Sturridge has not scored for five games and, after Liverpool’s EFL Cup defeat by Southampton in midweek, former Reds defender Jamie Carragher highlighted his declining pace.
But Klopp believes any physical legacy of his periods on the sidelines is not permanent.
“He was really involved from the first second to the last second, and usually Daniel Sturridge scores twice but he’s a human being so he missed the chances.
“Of course, more injuries can have the effect that you lose, not the speed, but 100 per cent trust in your body when sprinting. But it’s not lost forever.
“Daniel is the best age for a football player so, if he can stay fit, everything will be fine.”
Sturridge’s woes in front of goal have been symptomatic of Liverpool’s fortunes since the turn of the year.
Klopp’s side have won just one of their last seven matches, an FA Cup replay against Plymouth, and Saturday’s fourth-round tie against Wolves has taken on added importance following the loss to Southampton.
He said: “Most of the things in football, when you have the quality we still have, then it’s about getting the focus back on different things.
“The Swansea game was for me disappointing because we should not concede goals like we conceded.
“Against Southampton it was a similar game.

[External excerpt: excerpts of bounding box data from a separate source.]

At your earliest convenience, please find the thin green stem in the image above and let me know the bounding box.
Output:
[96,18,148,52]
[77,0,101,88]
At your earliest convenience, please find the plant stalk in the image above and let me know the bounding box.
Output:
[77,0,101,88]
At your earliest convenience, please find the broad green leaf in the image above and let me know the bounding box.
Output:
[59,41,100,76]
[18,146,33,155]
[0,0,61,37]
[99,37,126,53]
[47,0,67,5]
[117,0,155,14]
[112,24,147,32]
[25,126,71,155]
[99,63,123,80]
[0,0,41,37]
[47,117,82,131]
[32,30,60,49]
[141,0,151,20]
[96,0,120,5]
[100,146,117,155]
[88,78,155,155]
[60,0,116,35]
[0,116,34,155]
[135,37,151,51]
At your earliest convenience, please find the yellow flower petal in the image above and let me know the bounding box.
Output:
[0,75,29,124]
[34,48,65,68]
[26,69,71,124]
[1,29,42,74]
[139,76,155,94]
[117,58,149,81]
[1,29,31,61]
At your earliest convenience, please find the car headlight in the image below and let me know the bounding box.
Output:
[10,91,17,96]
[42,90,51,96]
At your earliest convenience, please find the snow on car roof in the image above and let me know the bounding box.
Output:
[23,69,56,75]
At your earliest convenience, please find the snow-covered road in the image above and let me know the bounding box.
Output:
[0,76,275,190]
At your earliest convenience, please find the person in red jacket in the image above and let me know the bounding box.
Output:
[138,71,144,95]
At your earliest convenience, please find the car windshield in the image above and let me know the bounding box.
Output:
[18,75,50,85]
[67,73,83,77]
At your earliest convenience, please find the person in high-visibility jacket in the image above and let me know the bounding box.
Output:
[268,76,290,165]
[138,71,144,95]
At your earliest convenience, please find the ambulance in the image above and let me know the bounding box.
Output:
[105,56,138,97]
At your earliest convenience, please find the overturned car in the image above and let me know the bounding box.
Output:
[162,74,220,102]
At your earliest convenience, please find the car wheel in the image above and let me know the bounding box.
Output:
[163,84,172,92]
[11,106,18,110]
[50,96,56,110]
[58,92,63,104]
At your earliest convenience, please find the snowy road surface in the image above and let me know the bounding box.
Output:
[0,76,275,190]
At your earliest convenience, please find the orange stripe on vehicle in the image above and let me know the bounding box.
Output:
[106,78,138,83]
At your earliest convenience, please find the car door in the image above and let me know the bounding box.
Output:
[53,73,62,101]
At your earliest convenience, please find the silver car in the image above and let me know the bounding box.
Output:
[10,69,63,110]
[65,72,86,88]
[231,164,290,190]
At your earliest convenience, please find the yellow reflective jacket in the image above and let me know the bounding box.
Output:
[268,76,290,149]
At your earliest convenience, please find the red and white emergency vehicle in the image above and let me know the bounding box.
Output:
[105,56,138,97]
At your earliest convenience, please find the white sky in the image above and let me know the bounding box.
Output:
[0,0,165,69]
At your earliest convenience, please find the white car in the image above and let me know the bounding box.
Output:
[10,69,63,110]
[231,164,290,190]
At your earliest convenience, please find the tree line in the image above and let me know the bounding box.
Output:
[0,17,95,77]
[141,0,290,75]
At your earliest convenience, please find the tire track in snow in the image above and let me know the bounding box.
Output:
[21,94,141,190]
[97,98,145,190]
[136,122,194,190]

I think they play a very different style against us, a special Liverpool style.
“They had counter-attacks, and not all of them were because of bad defending but Loris (Karius) had two or three saves and that means they could score.

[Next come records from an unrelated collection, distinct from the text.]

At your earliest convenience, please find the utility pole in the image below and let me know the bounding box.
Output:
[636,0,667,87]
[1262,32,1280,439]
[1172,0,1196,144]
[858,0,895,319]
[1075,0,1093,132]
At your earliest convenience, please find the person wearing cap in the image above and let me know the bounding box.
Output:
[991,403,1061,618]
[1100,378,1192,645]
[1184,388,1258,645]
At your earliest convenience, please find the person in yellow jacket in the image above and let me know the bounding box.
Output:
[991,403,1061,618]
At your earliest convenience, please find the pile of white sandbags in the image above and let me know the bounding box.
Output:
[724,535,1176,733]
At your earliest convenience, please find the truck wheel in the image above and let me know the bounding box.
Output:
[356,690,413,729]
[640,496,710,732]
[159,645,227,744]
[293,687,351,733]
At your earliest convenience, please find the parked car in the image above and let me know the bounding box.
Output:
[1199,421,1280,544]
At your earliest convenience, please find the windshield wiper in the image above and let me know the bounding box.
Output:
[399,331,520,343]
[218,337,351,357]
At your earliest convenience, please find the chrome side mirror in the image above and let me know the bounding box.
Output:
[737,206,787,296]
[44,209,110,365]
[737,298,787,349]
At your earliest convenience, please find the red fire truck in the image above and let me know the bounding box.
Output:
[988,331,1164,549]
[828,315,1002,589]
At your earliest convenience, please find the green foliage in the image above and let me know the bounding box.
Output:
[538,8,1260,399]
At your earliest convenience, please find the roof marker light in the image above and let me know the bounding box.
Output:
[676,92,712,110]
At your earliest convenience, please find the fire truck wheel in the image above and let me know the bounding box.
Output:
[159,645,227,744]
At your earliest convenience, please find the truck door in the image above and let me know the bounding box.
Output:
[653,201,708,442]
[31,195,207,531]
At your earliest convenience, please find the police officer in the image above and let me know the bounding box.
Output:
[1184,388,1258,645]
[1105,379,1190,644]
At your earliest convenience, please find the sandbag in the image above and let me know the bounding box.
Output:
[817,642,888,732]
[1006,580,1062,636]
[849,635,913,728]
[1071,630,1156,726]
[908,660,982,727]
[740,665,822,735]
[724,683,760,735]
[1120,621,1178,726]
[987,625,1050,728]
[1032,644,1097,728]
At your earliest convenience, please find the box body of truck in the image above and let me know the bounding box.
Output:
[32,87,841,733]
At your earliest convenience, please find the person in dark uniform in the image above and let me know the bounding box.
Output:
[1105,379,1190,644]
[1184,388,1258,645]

“It’s not about defending it’s about reacting in a specific situation and keeping your nerves. Still the funny German talks about the wind but it was an issue for the football-playing side.
“Staying concentrated, not getting frustrated, we did well. We created the chances and with a little bit of luck we score already.
“I don’t know what we have to do to change the decisions around fouls or handballs in the box. If there was a handball it would be nice if we could hear a whistle.
“The difference is in the detail. What we have to do is stay concentrated, and for me it’s no problem to stay optimistic because I see always the progress.
“I’m really fine with the situation. I don’t like the results but I see we’re still fighting for each point, for each little victory. It’s the job we have to do. I’m looking forward to the next opportunity.”
The game will reunite Klopp with Wolves boss Paul Lambert, who won the Champions League as a player with the German’s former club Borussia Dortmund.
“He’s absolutely a Dortmund legend,” said Klopp. “He was always welcome at Dortmund.
“When he had no job he came and watched training, we spoke a little bit.
“We know each other well. He’s a very nice guy and I’m really happy that we can meet tomorrow. But, even though he’s very nice, I would like to send him home with empty hands.
“The last two games were a very good test because Wolves are a pretty direct team. It means a lot of work to do for us and not a lot of space but we are used to it.
“I think we will be dominant and then we have to find the spaces between their players.”